The home ministers' meeting of SAARC, held recently in Islamabad, has agreed to set up a regional police force modeled on the INTERPOL, to tackle transnational crimes in the region. It is a good idea that has not emerged a day too soon.
That said, we cannot withhold our dismay, and indeed our frustration, at the fact that our homer minister did not attend the meeting, which was attended by all the other home ministers of SAARC. We wonder why? We feel that the government and indeed the minister herself, owes it to the people to explain the reason for her preferring to stay home.
Given that the meeting agenda included many topical issues, particularly many which related to the region's security, it was essential that Bangladesh's position on these matters were expressed by the minister herself, the highest functionary of the government dealing with the issues. That would have given the weightage that the matters deserve. Can we be faulted for thinking that the government did not consider the conference important enough to be attended by the minister not even the state minister could be spared for this very important regional meeting?
It may be said that there were parallel two other meetings addressing the same issues at the levels of home secretary and the chief of police, which were appropriately represented.
Several other issues, which were mooted at the meeting, merit recognition.
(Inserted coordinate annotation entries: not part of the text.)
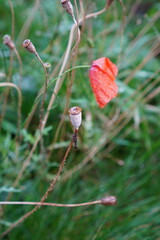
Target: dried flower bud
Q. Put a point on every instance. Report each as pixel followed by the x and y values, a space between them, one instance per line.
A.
pixel 75 116
pixel 27 44
pixel 8 42
pixel 67 5
pixel 109 200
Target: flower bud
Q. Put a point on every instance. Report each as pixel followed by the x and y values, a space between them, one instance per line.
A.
pixel 27 44
pixel 66 4
pixel 75 116
pixel 109 200
pixel 8 42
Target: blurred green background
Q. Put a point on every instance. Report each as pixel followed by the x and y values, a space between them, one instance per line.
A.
pixel 118 147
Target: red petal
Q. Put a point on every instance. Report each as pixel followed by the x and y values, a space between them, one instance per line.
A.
pixel 102 75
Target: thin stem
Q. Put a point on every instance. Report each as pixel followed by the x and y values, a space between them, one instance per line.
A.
pixel 43 100
pixel 20 65
pixel 13 17
pixel 29 118
pixel 52 99
pixel 6 84
pixel 50 204
pixel 6 94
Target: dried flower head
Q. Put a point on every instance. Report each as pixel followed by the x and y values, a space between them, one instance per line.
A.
pixel 27 44
pixel 8 41
pixel 66 4
pixel 75 114
pixel 108 200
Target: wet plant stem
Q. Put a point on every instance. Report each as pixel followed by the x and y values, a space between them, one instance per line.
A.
pixel 50 204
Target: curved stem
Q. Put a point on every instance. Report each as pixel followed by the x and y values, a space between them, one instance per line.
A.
pixel 20 66
pixel 50 204
pixel 52 99
pixel 6 84
pixel 13 17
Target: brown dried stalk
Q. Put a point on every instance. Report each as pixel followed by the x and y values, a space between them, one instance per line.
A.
pixel 6 84
pixel 55 92
pixel 106 201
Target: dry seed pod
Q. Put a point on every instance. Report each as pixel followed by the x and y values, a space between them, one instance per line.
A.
pixel 8 42
pixel 66 4
pixel 27 44
pixel 75 114
pixel 109 200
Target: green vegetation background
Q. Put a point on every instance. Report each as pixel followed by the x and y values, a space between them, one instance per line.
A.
pixel 126 162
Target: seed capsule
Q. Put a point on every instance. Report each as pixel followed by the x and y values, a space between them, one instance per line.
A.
pixel 8 42
pixel 75 114
pixel 66 4
pixel 27 44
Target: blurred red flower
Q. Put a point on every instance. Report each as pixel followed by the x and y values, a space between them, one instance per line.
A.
pixel 102 78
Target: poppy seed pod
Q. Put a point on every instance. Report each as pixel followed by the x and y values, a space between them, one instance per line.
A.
pixel 66 4
pixel 27 44
pixel 8 42
pixel 109 200
pixel 75 114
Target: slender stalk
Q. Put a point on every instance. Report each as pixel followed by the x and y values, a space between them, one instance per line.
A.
pixel 29 118
pixel 6 94
pixel 51 204
pixel 13 17
pixel 20 65
pixel 6 84
pixel 43 101
pixel 52 99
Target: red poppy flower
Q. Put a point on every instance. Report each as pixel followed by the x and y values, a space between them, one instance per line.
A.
pixel 102 78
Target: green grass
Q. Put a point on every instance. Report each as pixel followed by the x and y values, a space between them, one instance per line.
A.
pixel 126 132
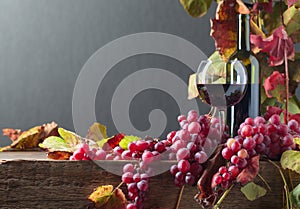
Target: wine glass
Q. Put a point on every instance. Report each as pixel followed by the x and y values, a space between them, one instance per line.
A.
pixel 221 85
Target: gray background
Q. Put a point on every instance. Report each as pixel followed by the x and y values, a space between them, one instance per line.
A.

The growing threat of maritime piracy has come into reckoning as well as narco and human trafficking. Some of them fall within the realms of non-traditional security that calls for the application of non-traditional approach to address the challenges. We also commend the meeting for resuscitating the moribund anti-terrorism protocols by putting the existing mechanisms into operation. The countries can also benefit from each other's experiences regarding the battle against extremism, and it is just as well that they have decided to do so.
The proposal of a SAARC police force is certainly an acknowledgement of a very important reality on the part of the SAARC members; which is that the trans-border problems, and those relating to terrorism and crimes associated with it, are not for any one country to deal all by itself. The imperatives of a cooperative arrangement and the willingness to devise such an arrangement are clearly manifest in the proposal of a regional police force. Such an approach will help SAARC play the role it was intended to by the founding fathers. We would hope that the member countries would work to speedily bring the idea to fruition.